Amazon AWS announces load balancing

On May 17 2009, Amazon announced a new set of services. Included are two features I always wanted to see in their portfolio, namely auto scaling of an entire web application as well as load balancing. Unsurprisingly, Amazon calls these features Auto Scaling and Elastic Load Balancing.

Load balancing was something that, from a developer’s point of view, I didn’t want to be bothered with. Sure, I wanted it to work, but I didn’t want to get it to work. In the past, developing an application on top of an Infrastructure as a Service (IaaS) provider like Amazon often involved setting up your own load balancer, for example by creating a new instance from an Amazon Machine Image (AMI) with some suitable load balancing software. This was when the offerings of a Platform as a Service (PaaS) provider like Microsoft’s Azure platform became quite compelling (For differences between IaaS and PaaS, have a look here). Hosting an application on Azure already includes / will include load balancing, auto scaling and auto curing. That’s what PaaS is about: It is a more specialized stack than IaaS taking away some of your freedom of choice (Azure currently supports .NET and PHP apps while IaaS lets you use virtually everything) but in turn offers some features that IaaS normally doesn’t provide out of the box.

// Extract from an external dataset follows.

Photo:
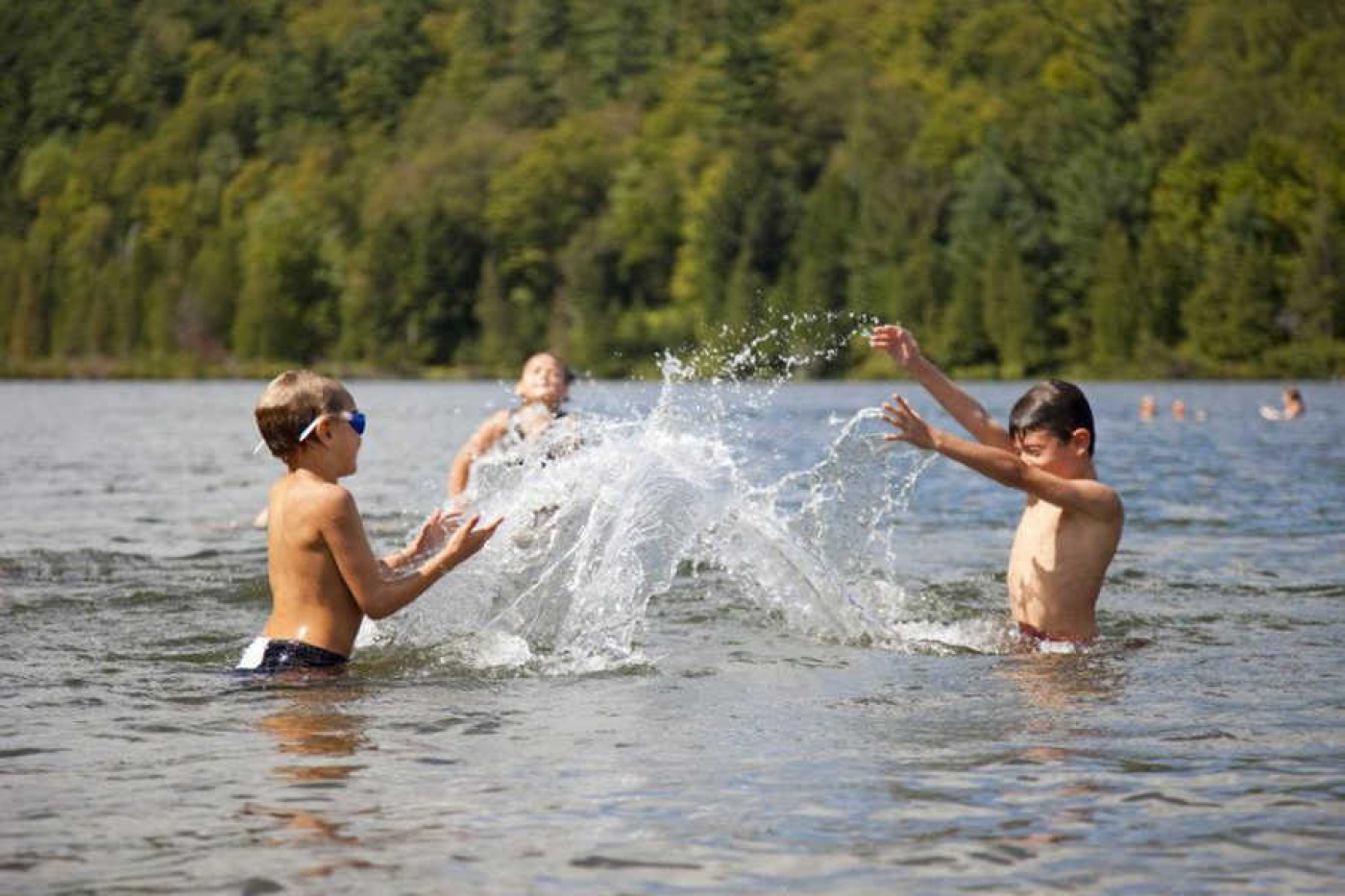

This is the reason why this offering affects Microsoft: it increases pressure on the development of the Azure platform. Amazon just took away one of the reasons to choose a tightly integrated PaaS provider over an IaaS provider. Of course, that feature has to come with a price, otherwise Amazon would lose money for all the running instances that currently do the work of a load balancer. I think that price is reasonable, which currently is at “$0.025 per hour for each Elastic Load Balancer, plus $0.008 per GB of data transferred through an Elastic Load Balancer”.

Let’s compare both approaches: Without Elastic Load Balancing, one had to pay for (at least) one instance running the load balancer (assumed this was an extra instance) but no traffic costs since traffic between EC2 instances within the same availability region is free of charge. We could have been using a reserved instance (linux), so we would have to pay the 1-year fee plus the hourly charges for one year, leaving us with

325 + (365 * 24 * 0.03) = {\bf 587.8} $

With Elastic Load Balancing, we have to pay

365 * 24 * 0.025 = {\bf 219} $ plus traffic charges, which makes it hard to put any number here. Still, we can tell how many GB we could serve through Elastic Load Balancing before it gets more expensive than our first solution:

(587.8 - 219) / 0.008 = {\bf 46,112} GB. That’s right, that’s about 45 Terabyte. I say, that’s fair enough to get anyone started 🙂

We have to keep three things in mind here:

  1. Normally, we wouldn’t use only one load balancer for the first solution because this would be a single point of failure. But if we trust Amazon’s Elastic Load Balancer to be inherently fault tolerant, we still could use one Elastic Load Balancer instead of two, making this solution even more worth the money.
  2. You can keep the amount of GB flowing through the Load Balancer small. You do not have to serve all your pictures, videos etc through your web server, instead you should use another server or S3 or CloudFront or whatever. This separation for media files is no special do-fancy-stuff-to-reduce-my-amazon-fee workaround; it’s a common approach.
  3. In a small company / startup, I would definitely go for Elastic Load Balancing because it has this nice aaS aspect: It hides complexity from me, thus saving me time and nerves. It also integrates nicely with other services from Amazon AWS such as auto-scaling and monitoring.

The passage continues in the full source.